Travelling abroad and to far-away countries used to be an adventurous undertaking with many uncertainties that scared of many travellers alike. This changed over the past years and tourism has become a much easier endeavour. While this change is positive for individual travellers as it leads to more possibility to book holidays without intermediates, it does form a limitation for the tour operators as travellers are less reliant on the tour operator industry. Due to these trends within the industry, tour operators need to adjust and find ways to stay relevant and attractive for customers.

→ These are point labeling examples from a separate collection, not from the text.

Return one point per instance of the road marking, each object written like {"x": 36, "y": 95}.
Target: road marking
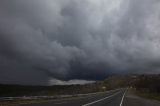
{"x": 123, "y": 98}
{"x": 100, "y": 99}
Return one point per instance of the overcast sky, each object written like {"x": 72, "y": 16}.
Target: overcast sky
{"x": 50, "y": 41}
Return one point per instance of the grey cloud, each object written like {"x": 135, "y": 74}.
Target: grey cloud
{"x": 74, "y": 39}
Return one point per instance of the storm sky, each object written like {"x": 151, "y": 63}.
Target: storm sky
{"x": 49, "y": 41}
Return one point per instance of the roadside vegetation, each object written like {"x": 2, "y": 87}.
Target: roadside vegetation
{"x": 147, "y": 86}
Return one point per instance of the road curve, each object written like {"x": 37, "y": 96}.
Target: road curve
{"x": 110, "y": 98}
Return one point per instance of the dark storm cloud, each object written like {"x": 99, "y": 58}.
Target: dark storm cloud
{"x": 74, "y": 39}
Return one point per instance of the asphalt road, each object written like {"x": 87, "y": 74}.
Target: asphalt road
{"x": 111, "y": 98}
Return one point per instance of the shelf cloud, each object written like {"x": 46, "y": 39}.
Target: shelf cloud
{"x": 77, "y": 39}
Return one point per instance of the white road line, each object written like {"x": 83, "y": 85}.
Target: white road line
{"x": 123, "y": 98}
{"x": 100, "y": 99}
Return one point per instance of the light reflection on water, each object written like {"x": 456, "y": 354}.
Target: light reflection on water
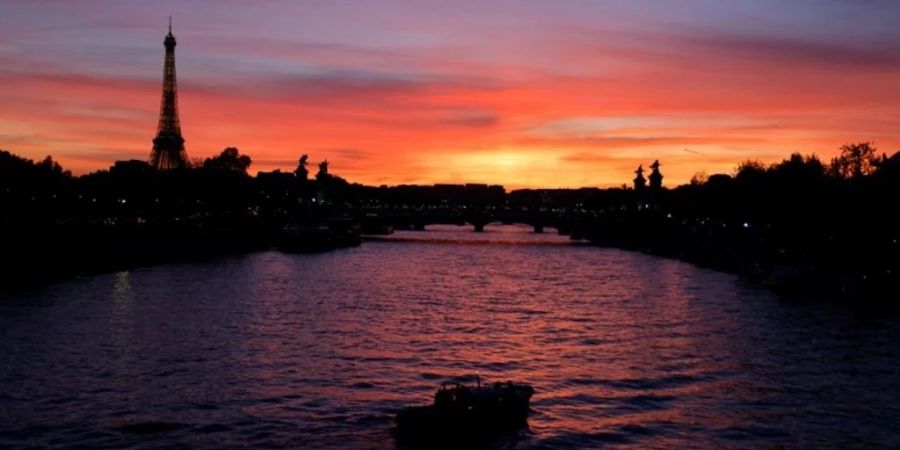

While this trend does happen for many travellers, there are others which are still reliant on tour operators. This leads to the main point of the blog, people put other values to the same product. An experienced traveller will set the value lower for a packaged tour than a traveller that finds booking and finding a holiday a difficult endeavour. The question is, do you offer the same prices for both travellers or do you differentiate on price for different customers? That question is the basic principle of individual pricing policy.

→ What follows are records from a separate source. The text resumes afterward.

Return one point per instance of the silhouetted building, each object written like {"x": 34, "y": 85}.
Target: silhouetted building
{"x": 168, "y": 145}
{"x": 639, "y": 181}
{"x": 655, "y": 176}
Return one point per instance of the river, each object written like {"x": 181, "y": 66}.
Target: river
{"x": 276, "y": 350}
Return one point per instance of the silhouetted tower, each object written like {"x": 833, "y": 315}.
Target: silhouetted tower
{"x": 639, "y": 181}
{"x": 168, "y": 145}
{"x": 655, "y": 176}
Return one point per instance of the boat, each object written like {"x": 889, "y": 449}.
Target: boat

Price differentiation has been a common used strategy already in which the pricing changes with certain variables such as tours being more expensive during the holidays but this change is the same for all customers and not focussed on an individualised approach. By going a step further than pricing and focussing on the individual demands of a customer, packages can potentially be sold for more money than anticipated. Individual pricing policy can come in many different forms such higher or lower pricing for certain segments but can also be utilized more diverse such as discounts and compensation for long term clients or potential customers to increase loyalty and commitment to the brand.

While this policy does potentially lead to increase commitment of customers and extra revenue & sales, it does have its risks as well which need to be accounted for. Packaged tours are often the same product for all customers involved and can lead to dissatisfaction of the customers realise a price difference, this needs to be handled diligently as to avoid displeased customers. This is the same case for offering low pricing to new customers, which seems like a great concept on the first hand but has its risks such as loyal customers being dissatisfied with disadvantages for actually being loyal.

Thus, tour operators need to tread this pricing policy with care; it carries it risks but if executed properly, will lead to an increased revenue and potentially increased customer loyalty & commitment. One of the first steps in individual pricing is to ensure a proper database and consumer profile so that the customer is well understood and pricing can be adjusted accordingly.

All in all, individual pricing is a great practice for the tour operator industry as consumers value the product differently and thus individual pricing can be beneficial as long as it is executed accordingly.

Bibliography

Bearne, S. (2016, February 26). How technology has transformed the travel industry. From Theguardian: https://www.theguardian.com/media-network/2016/feb/29/technology-internet-transformed-travel-industry-airbnb

Butler, R. (1980). THE CONCEPT OF A TOURIST AREA CYCLE OF EVOLUTION:. Canadian Geographer, 5-12.

Chaffey, D. (2017, March 1). Mobile Marketing Statistics compilation. From Smart Insights: http://www.smartinsights.com/mobile-marketing/mobile-marketing-analytics/mobile-marketing-statistics/

Peelen, E., & Beltman, R. (2013). CRM definitions. In Customer Relationship Management (p. 13). Harlow: Pearson.